ISTANBUL, Turkey — Turks went to the polls Sunday in municipal elections seen as a key test for the embattled ruling party as a corruption scandal swirls around Prime Minister Recep Tayyip Erdogan and his inner circle.
The vote was widely viewed as a litmus test of damage done to the ruling Justice and Development Party, known by its Turkish initials AKP, by the graft probe and Erdogan’s increasingly authoritarian stance in the face of it.
The party handily won the last three general elections, but a poor performance in Sunday’s balloting could derail Erdogan’s presidential ambitions. That election is set to take place later this year.
“Turkey is a very centralized country, so local elections are never really about the municipalities — rather they are seen as a rehearsal for general elections,” said Cengiz Aktar, a senior scholar at the Istanbul Policy Center.

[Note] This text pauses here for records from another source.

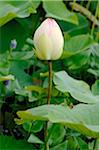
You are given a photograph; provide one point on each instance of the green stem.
(93, 25)
(88, 4)
(48, 101)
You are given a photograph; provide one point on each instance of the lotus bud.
(48, 40)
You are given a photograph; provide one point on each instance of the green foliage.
(78, 89)
(10, 143)
(83, 118)
(12, 9)
(73, 120)
(62, 13)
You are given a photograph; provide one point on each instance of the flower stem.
(48, 100)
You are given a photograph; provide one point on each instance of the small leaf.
(4, 78)
(34, 139)
(10, 143)
(62, 14)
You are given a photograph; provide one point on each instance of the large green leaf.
(82, 118)
(17, 69)
(77, 88)
(77, 44)
(10, 143)
(12, 9)
(59, 11)
(73, 29)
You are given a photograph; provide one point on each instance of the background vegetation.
(74, 111)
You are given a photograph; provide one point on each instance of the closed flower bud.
(48, 40)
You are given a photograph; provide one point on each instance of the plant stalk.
(48, 100)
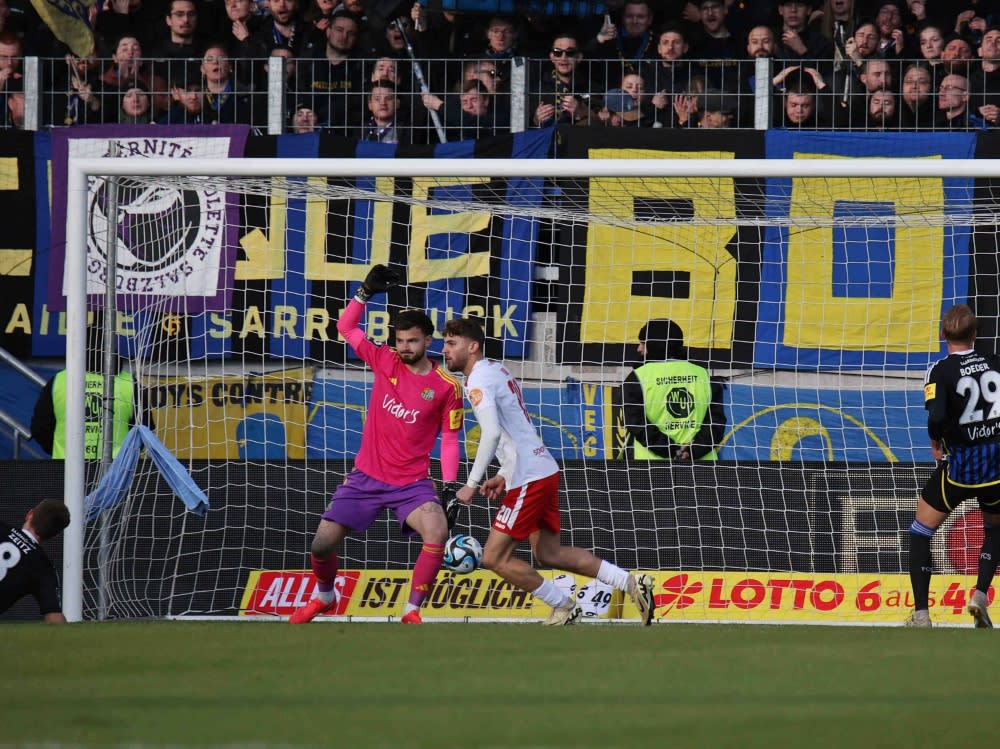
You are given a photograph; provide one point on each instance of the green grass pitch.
(470, 686)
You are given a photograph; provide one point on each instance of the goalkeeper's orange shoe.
(310, 611)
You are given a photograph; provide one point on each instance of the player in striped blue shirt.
(962, 398)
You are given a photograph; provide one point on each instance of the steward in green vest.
(673, 409)
(48, 422)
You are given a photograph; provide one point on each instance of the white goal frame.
(79, 170)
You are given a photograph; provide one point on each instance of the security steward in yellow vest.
(48, 422)
(673, 409)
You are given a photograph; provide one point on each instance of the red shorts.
(529, 508)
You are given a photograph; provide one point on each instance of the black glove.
(451, 503)
(380, 278)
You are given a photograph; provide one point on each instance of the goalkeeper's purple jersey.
(405, 411)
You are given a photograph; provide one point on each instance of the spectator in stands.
(671, 74)
(333, 86)
(931, 42)
(388, 69)
(882, 113)
(183, 41)
(563, 96)
(242, 25)
(630, 44)
(717, 110)
(851, 106)
(685, 110)
(502, 39)
(11, 59)
(974, 21)
(136, 106)
(384, 125)
(81, 105)
(392, 42)
(226, 99)
(916, 106)
(837, 24)
(796, 41)
(283, 29)
(126, 70)
(318, 15)
(984, 82)
(801, 108)
(889, 23)
(717, 49)
(483, 72)
(761, 44)
(187, 98)
(619, 109)
(304, 120)
(628, 106)
(956, 55)
(291, 89)
(953, 105)
(864, 43)
(474, 119)
(385, 69)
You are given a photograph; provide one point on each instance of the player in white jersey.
(527, 485)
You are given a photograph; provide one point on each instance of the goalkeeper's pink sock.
(424, 572)
(325, 570)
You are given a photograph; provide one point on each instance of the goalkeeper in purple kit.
(412, 400)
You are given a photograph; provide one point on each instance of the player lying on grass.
(25, 568)
(527, 485)
(412, 400)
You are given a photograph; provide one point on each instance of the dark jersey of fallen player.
(962, 398)
(25, 569)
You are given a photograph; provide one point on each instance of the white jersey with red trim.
(497, 401)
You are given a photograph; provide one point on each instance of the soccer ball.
(462, 554)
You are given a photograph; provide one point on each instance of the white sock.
(551, 594)
(614, 576)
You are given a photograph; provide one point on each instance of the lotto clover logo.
(680, 593)
(680, 402)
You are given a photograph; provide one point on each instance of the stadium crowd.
(416, 75)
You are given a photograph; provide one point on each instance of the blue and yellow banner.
(846, 295)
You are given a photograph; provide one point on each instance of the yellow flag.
(68, 20)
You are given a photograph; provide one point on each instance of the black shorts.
(944, 495)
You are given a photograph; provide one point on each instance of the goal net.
(811, 290)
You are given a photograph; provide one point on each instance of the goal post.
(568, 201)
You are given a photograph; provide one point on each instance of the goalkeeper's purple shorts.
(359, 500)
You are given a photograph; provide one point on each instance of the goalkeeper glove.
(380, 278)
(451, 503)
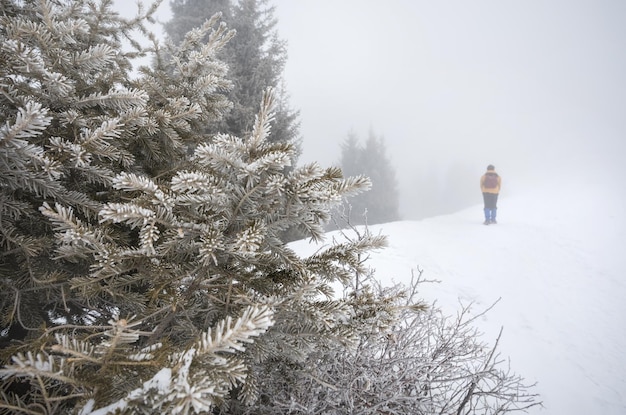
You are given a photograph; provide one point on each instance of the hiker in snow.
(490, 183)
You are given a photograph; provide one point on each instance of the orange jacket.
(492, 190)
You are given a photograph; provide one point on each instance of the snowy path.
(559, 274)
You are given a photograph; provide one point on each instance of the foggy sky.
(531, 86)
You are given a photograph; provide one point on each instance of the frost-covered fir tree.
(256, 57)
(138, 279)
(135, 279)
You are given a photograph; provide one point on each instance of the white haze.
(535, 87)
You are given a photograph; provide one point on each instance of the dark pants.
(491, 205)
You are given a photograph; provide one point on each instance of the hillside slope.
(556, 264)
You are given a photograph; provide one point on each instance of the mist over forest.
(534, 88)
(151, 188)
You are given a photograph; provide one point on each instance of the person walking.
(490, 184)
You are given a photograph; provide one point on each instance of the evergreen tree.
(381, 203)
(134, 279)
(256, 58)
(138, 279)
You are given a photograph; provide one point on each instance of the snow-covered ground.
(556, 261)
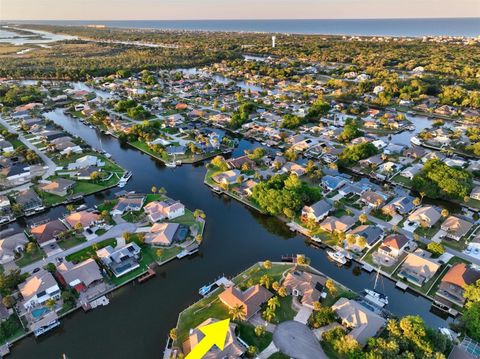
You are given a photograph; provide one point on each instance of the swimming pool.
(38, 312)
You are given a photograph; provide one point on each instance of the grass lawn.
(72, 242)
(285, 311)
(209, 307)
(88, 252)
(247, 333)
(31, 257)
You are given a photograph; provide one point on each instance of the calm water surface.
(136, 323)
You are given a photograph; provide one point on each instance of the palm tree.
(237, 312)
(273, 303)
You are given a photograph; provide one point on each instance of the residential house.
(38, 289)
(132, 203)
(10, 245)
(425, 216)
(362, 322)
(251, 299)
(47, 233)
(317, 211)
(80, 276)
(86, 218)
(157, 211)
(161, 234)
(58, 187)
(453, 284)
(418, 269)
(307, 286)
(333, 224)
(394, 245)
(232, 348)
(456, 228)
(121, 260)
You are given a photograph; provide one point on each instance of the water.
(469, 27)
(137, 321)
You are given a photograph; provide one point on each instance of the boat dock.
(150, 273)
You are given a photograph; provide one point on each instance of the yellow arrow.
(215, 334)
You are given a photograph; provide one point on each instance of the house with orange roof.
(250, 300)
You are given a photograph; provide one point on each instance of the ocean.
(468, 27)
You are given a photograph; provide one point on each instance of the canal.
(137, 321)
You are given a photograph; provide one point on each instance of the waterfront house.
(394, 245)
(47, 233)
(28, 200)
(161, 234)
(58, 187)
(333, 224)
(418, 269)
(120, 260)
(317, 211)
(371, 233)
(425, 216)
(80, 276)
(227, 177)
(306, 286)
(452, 286)
(39, 288)
(231, 349)
(132, 203)
(331, 183)
(10, 245)
(250, 300)
(361, 322)
(455, 228)
(157, 211)
(85, 218)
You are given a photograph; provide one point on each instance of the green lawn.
(88, 252)
(247, 333)
(29, 258)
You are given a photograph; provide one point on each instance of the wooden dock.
(147, 275)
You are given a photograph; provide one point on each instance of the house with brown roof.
(307, 286)
(452, 285)
(250, 300)
(232, 347)
(418, 269)
(362, 322)
(59, 186)
(394, 245)
(47, 233)
(333, 224)
(85, 218)
(456, 228)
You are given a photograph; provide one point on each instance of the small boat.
(337, 257)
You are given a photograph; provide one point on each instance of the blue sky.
(233, 9)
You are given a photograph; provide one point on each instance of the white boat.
(337, 257)
(377, 298)
(416, 141)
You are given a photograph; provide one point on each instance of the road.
(114, 232)
(389, 226)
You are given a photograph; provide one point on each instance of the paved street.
(114, 232)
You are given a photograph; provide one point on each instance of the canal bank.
(138, 319)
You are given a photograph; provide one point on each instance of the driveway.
(297, 341)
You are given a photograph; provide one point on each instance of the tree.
(436, 249)
(273, 303)
(237, 312)
(363, 218)
(331, 287)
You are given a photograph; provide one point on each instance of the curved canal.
(137, 321)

In the midst of the ever-expanding corruption investigation and a spate of leaked audios posted online over the past three months, Erdogan campaigned hard, casting the elections as part of a battle against sinister but unnamed foreign forces.
The prime minister’s rhetoric grew increasingly incendiary as the pressure on him mounted, often referring to opponents as traitors and “bloodsuckers.” In recent weeks, some pro- and anti-AKP rallies turned violent.
But despite Erdogan’s seeming missteps, including heavy-handed efforts this month to curb access to Twitter and YouTube, many Turks see little real alternative to the AKP. The prime minister drew large and supportive crowds on the campaign trail.
Sunday’s votes in Istanbul, the largest Turkish city, and the capital, Ankara, were the most closely watched. The southern cities of Adana and Antakya, which have borne the brunt of the exodus from neighboring Syria, were also seen as important in assessing public opinion on Turkey’s Syria policy.